Sebelum mengakhiri ungkapan terima kasihnya, Yusril mengajak pengunjung blognya untuk tetap menggunakan bahasa yang baik, sopan dan saling menghormati, walaupun mungkin berbeda dalam mengemukakan pendapat.

"Saya mohon maaf tentang penggunaan bahasa. Beberapa rekan mengkritik saya karena bahasa saya sangat dipengaruhi oleh Bahasa Melayu klasik. Saya mohon maaf atas semua itu. Namun anehnya, beberapa tahun yang lalu, saya dan Susilo Bambang Yudhoyono, pernah diberi penghargaan oleh Pusat Bahasa, sebagai penguna Bahasa Indonesia yang baik. Saya sendiri sebenarnya heran dengan penghargaan itu," kata Yusril.

2 komentar:

Muhammad Rivai mengatakan...

Kata "Sinis" dan "Menuding" mungkin kurang halus kali ya Mbak :-).

Pada dasarnya, keraguan itu-seperti yang saya tuliskan pada blog saya-adalah sesuatu yang wajar karena beberapa alasan.

Meski demikian, respon pak Yusril yang positif sudah memperjelas kesemuanya.

BTW, thanks buat reportasenya. Panggilan saya tetap Vavai, bukan Vavay :-D

Salam dari Bekasi

domu.damianus.ambarita.blog mengatakan...

Bung, Vavai terima kasih atas masukan Anda.
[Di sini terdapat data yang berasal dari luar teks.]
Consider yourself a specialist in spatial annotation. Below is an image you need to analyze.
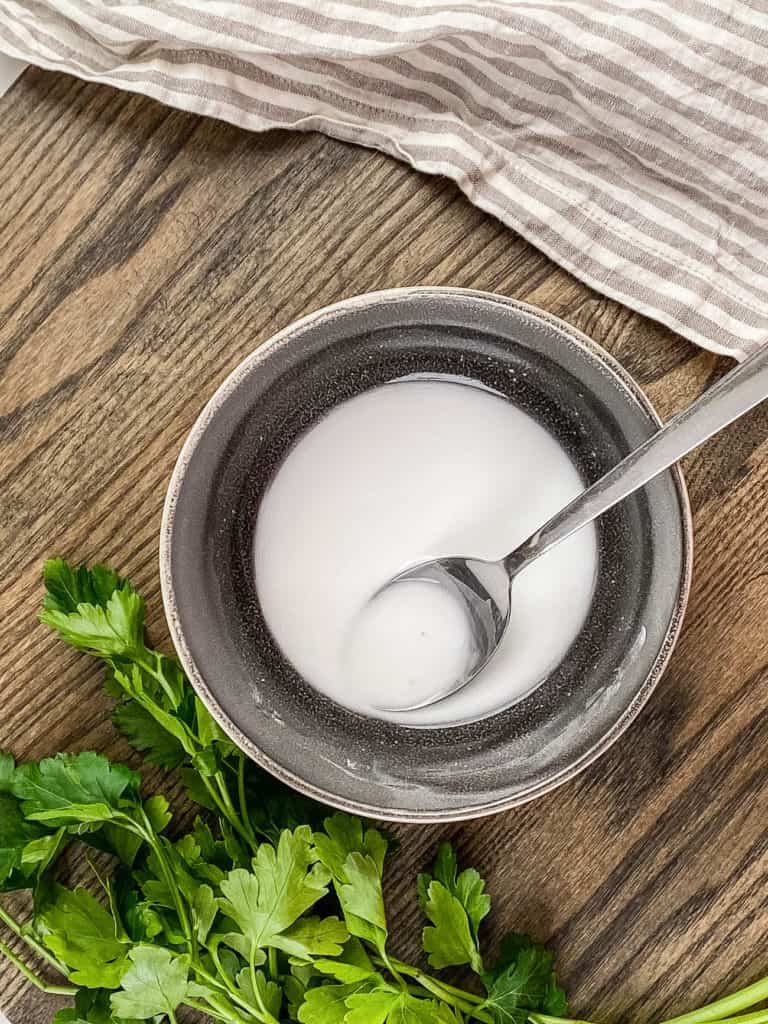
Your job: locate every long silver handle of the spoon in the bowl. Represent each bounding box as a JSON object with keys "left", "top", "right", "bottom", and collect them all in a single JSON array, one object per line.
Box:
[{"left": 504, "top": 344, "right": 768, "bottom": 574}]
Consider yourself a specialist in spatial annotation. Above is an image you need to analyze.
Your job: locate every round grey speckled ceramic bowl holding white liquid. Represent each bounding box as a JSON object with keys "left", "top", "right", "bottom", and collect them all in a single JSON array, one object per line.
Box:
[{"left": 161, "top": 288, "right": 691, "bottom": 821}]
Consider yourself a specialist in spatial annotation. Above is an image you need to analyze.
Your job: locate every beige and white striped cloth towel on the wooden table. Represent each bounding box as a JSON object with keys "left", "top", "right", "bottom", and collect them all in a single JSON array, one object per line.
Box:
[{"left": 0, "top": 0, "right": 768, "bottom": 357}]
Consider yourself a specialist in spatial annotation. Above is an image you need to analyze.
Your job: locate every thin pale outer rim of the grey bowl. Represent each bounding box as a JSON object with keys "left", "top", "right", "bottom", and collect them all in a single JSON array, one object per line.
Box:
[{"left": 159, "top": 286, "right": 693, "bottom": 824}]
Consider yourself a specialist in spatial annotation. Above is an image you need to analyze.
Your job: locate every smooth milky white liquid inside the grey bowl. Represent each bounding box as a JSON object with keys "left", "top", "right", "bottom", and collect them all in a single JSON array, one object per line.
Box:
[{"left": 254, "top": 379, "right": 597, "bottom": 725}]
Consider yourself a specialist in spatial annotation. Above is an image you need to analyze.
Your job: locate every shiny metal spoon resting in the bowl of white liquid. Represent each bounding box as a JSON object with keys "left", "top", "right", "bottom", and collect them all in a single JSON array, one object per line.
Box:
[{"left": 378, "top": 344, "right": 768, "bottom": 712}]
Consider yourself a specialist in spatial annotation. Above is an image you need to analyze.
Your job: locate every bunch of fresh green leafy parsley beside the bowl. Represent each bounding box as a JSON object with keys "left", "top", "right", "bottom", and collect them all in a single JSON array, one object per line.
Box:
[{"left": 0, "top": 559, "right": 768, "bottom": 1024}]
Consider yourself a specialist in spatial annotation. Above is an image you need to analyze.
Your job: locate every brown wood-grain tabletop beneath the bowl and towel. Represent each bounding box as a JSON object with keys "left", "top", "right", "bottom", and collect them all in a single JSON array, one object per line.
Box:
[{"left": 0, "top": 70, "right": 768, "bottom": 1024}]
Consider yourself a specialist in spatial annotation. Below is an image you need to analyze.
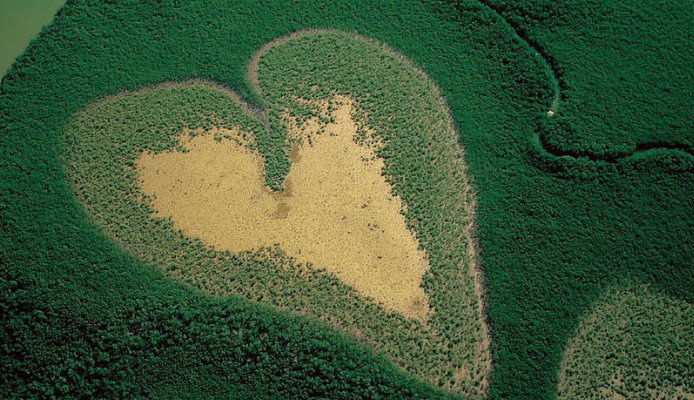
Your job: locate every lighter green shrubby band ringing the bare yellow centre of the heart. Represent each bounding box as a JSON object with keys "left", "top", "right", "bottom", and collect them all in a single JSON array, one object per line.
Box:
[{"left": 66, "top": 28, "right": 489, "bottom": 396}]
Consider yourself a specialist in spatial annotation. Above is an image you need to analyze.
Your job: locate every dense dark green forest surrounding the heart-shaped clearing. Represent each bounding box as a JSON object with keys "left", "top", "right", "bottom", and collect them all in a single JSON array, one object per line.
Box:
[{"left": 0, "top": 0, "right": 694, "bottom": 399}]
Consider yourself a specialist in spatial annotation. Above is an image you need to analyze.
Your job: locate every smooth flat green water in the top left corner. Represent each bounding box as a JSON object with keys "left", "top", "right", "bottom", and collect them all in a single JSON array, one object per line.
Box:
[{"left": 0, "top": 0, "right": 65, "bottom": 76}]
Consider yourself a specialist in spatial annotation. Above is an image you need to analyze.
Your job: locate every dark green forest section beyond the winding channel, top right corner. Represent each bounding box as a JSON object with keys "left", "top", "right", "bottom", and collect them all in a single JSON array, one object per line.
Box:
[{"left": 483, "top": 0, "right": 694, "bottom": 160}]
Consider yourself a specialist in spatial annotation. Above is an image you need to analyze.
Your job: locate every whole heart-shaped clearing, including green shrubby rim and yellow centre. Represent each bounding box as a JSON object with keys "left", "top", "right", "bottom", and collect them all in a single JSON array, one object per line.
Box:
[{"left": 64, "top": 31, "right": 491, "bottom": 397}]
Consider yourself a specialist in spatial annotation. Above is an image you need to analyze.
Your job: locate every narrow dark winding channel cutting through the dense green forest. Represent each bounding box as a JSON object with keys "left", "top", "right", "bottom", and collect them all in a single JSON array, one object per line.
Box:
[{"left": 477, "top": 0, "right": 694, "bottom": 163}]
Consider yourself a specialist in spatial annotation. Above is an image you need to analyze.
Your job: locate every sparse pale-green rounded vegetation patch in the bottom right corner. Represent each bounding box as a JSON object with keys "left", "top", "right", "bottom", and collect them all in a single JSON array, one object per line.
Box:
[{"left": 559, "top": 286, "right": 694, "bottom": 400}]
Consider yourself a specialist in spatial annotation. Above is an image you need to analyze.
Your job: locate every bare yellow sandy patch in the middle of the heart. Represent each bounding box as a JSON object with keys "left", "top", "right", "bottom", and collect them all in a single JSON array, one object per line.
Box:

Tidak maksud untuk bombastis, apalagi sarkarme.

Maafkan, jika kata "menuding" itu kata terasa menyinggung. Saya kebetulan terbawa ritme kawan-kawan jurnalis, yang memakai kata itu.

Sekali lagi, terima kasih atas usul dan koreksi anda.

Sebagai informasi, saya ayah dari dua anak, jadi nama terkesan perempuan karena nama terkahir "Ambarita". Itu adalah marga atau fam, asli dari pulau Samosir. Kalau sesekali berwisata ke Danau Toba, lalu menyeberang ke Pulau Samosir, di sana ada satu kecamatan Ambarita, dari sanalah asal-usul saya.